GPS technology allows Tustin police to swiftly track, arrest thieves

0

It was 2:30 a.m. when the Tustin Police Department got the alert: a bottle of cough syrup tagged with a GPS tracker had been stolen from a nearby pharmacy.

The burglars drove toward Rowland Heights, stopping briefly at a Chevron to buy Sprite, likely for making “dirty Sprite” or “lean,” a drug-and-drink mix featured in popular hip-hop songs and favored by rap artists.

Shortly after, the Tustin Police Department arrested Willie James Clark, 21, and Brian Vega Salinas, 20. The two were convicted of this crime.

The bottle containing the GPS tracker sat on the shelves for a number of months before suspects smashed the front window at Creative Compounding Pharmacy and drove off with the decoy.

Tustin Police Detective Ryan Newton with an RV receiver that is used to track an item tagged with a GPS tracker.
Photo by Steven Georges/Behind the Badge

That was two years ago.

Since then, police have been finding new and creative ways to use GPS to track criminals.

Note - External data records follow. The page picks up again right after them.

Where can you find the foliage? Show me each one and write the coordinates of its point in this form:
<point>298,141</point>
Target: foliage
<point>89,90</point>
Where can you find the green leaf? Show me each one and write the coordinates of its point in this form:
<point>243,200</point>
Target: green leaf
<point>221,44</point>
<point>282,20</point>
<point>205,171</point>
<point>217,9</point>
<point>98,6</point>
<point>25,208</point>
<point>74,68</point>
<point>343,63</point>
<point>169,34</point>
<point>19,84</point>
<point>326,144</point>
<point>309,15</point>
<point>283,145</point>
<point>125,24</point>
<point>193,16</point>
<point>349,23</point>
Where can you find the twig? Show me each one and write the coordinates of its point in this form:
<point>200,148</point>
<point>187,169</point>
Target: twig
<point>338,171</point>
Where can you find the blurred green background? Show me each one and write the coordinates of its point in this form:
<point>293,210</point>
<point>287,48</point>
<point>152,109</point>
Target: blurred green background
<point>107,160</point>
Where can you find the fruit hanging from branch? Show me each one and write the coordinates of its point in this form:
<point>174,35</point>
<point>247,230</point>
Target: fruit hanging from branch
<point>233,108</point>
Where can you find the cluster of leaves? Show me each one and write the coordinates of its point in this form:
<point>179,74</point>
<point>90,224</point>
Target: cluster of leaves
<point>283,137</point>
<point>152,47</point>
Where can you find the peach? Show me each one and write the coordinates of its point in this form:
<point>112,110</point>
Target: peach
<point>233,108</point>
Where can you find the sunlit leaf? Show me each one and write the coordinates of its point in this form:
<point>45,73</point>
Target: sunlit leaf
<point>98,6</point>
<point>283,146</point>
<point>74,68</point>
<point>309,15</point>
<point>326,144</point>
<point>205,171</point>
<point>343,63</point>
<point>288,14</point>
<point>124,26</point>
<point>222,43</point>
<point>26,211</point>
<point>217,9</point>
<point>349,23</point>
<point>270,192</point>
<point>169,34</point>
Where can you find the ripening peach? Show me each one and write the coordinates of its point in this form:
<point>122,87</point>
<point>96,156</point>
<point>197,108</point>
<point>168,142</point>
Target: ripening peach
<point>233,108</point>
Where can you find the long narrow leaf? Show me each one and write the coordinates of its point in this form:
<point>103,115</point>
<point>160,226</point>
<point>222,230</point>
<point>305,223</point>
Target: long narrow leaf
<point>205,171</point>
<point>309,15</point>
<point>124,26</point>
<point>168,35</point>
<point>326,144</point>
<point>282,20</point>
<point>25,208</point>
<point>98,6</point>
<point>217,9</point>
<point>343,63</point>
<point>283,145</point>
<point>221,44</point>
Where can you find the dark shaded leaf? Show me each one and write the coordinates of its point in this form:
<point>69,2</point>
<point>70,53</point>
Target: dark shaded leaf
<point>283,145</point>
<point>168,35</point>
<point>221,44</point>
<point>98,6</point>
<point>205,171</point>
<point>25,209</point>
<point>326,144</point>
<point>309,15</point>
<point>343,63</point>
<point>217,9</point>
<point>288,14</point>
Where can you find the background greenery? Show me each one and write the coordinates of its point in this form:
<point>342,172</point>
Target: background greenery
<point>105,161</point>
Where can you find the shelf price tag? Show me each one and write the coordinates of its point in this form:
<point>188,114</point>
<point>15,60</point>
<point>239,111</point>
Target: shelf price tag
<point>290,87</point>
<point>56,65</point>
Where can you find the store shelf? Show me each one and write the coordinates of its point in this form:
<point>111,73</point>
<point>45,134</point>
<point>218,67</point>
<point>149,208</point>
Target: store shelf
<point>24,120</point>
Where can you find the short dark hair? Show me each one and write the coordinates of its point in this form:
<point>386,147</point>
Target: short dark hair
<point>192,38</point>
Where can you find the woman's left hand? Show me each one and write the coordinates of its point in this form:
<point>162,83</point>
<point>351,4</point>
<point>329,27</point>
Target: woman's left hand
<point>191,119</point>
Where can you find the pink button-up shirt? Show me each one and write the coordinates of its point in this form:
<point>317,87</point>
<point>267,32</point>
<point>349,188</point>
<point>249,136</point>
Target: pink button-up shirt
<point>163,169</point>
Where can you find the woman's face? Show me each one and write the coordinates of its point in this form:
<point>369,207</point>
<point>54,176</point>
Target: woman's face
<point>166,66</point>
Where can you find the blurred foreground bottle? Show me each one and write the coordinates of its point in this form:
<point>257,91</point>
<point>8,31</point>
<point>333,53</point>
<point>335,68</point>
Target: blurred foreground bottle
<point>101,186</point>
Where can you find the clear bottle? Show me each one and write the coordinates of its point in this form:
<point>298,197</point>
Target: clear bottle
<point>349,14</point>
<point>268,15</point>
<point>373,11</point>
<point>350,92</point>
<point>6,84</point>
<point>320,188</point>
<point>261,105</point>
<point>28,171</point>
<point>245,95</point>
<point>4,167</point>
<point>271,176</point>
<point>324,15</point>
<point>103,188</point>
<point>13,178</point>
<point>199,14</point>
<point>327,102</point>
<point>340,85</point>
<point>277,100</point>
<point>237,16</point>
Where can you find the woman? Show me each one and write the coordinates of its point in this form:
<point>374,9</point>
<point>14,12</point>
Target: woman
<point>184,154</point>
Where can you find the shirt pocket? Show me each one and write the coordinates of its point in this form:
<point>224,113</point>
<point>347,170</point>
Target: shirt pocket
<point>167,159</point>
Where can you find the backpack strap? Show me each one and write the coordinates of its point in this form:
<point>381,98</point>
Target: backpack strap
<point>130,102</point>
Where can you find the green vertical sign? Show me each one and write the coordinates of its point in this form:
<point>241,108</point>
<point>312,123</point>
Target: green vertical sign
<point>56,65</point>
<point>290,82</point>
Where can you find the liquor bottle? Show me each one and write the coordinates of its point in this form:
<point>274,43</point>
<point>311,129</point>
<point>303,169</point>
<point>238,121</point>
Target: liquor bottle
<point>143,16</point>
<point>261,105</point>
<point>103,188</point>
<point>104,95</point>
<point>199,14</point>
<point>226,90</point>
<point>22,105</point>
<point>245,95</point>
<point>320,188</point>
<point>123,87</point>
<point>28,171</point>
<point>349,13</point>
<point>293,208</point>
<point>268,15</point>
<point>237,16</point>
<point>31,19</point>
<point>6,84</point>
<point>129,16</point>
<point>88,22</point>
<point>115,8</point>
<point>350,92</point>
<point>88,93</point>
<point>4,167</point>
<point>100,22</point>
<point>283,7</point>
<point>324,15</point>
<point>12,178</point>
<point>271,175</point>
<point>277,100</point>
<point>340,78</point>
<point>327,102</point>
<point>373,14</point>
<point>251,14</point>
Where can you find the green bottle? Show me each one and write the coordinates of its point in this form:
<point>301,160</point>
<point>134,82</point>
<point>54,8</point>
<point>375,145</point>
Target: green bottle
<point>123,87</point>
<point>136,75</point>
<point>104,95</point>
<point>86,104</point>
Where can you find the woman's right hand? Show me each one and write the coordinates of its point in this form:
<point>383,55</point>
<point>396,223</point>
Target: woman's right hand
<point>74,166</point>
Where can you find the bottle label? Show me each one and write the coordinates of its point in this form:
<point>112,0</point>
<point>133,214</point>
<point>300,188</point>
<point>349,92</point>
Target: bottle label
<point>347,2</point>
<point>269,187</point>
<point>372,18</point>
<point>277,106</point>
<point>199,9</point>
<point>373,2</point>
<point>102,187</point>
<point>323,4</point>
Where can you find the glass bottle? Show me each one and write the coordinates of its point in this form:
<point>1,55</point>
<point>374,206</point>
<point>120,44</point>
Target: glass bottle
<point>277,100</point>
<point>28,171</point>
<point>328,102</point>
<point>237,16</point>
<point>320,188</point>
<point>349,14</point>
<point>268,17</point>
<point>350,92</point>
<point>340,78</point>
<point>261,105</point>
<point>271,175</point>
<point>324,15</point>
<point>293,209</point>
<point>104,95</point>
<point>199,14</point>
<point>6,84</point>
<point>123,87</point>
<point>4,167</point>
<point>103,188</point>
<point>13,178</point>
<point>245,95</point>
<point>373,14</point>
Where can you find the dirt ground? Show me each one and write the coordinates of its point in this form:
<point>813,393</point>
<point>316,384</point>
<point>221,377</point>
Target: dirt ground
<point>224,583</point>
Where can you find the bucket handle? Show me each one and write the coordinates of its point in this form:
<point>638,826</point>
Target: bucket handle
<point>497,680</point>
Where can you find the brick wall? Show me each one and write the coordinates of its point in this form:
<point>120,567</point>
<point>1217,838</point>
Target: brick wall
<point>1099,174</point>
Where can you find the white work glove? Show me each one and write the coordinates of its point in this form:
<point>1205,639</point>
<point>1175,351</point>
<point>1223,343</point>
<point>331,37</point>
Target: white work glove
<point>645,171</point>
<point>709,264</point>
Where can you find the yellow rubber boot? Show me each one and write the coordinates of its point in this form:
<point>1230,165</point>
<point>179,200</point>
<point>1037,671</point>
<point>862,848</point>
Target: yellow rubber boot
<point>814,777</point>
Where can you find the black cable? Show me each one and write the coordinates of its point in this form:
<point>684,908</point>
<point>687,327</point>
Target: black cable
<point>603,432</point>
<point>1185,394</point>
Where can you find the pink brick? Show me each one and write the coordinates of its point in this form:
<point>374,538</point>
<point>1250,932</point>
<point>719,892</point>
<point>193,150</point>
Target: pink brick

“It’s an up-and-coming technology and police departments are figuring out that the use of GPS helps not only curb crime but put bad guys in jail, and we’re not just talking about your petty thieves,” Det. Ryan Newton said. “The people that we’ve arrested with this program are career criminals with giant rap sheets for violent felonies. It’s worked out really well for us.”

The Tustin Police Department has made hundreds of arrests following GPS tracker thefts from bicycles, packages, cough syrup, cars, and more.

With package theft in particular, people often have a picture of the suspect from their home surveillance systems or smart doorbells, but that comes to police after the crime has occurred.

GPS trackers, Field Training Officer Robert Nelson said, are an innovative way to catch serial package thieves and recover people’s property.

“Hopefully they take one of ours,” Nelson said, “and we can track them down.”

Tustin Police Detective Ryan Newton talks about the department’s use of GPS trackers.
Photo by Steven Georges/Behind the Badge

After several seconds of constant motion, or exiting a perimeter set by the department, officers and dispatchers are alerted that an item is on the move. There’s no limit to how far they can be tracked using GPS, cellular, and radio frequency technology.

“It’s pretty consistent in real time,” Nelson said. “We’re able to know exactly where they’re going, where they’re headed, if they stopped, (and) how long they stopped.”

Recently, a stolen bicycle alerted the Tustin dispatch center as it traveled toward the Metrolink station.

“Dispatch was saying, ‘It’s 85 miles an hour southbound on the tracks,’ we quickly determined  it got on the train and made it all the way down to San Juan Capistrano in this homeless encampment,” Newton said. “And we had a group of officers go down there to investigate the crime and recover the property.”

At this point, the GPS program runs like a well-oiled machine, Newton said. The dispatch center adds the “bread crumb trail” detailing where the suspect took the item, using the GPS tracking updates. And the officers on patrol are skilled at making arrests related to the GPS products and writing reports that lead to a conviction.

A medication bottle with codeine (used to treat pain, allergies, motion sickness, and nausea) that is often targeted by thieves was tagged with a GPS tracker in anticipation of it being stolen from a drug store in Tustin. An RV receiver, behind it, is used to fine tune its location.
Photo by Steven Georges/Behind the Badge

“Everybody has a part in making it a success,” Newton said. “And it’s about specifically implementing procedures and some policies that are followed so that everybody is communicating with each other.”

To that end, the Tustin Police Department recently hosted a training class for law enforcement representatives from across California to share ways police departments can implement similar programs that bring together the detectives, patrol, dispatch and others in the department.

The Tustin Police Department doesn’t always have GPS trackers deployed, Newton said, but that’s part of the charm.

“The crooks don’t know when we’re using them and when we’re not using them,” Newton said. “So they need to think about (if) they’re going to come to Tustin and steal something, there could be a GPS inside of that.”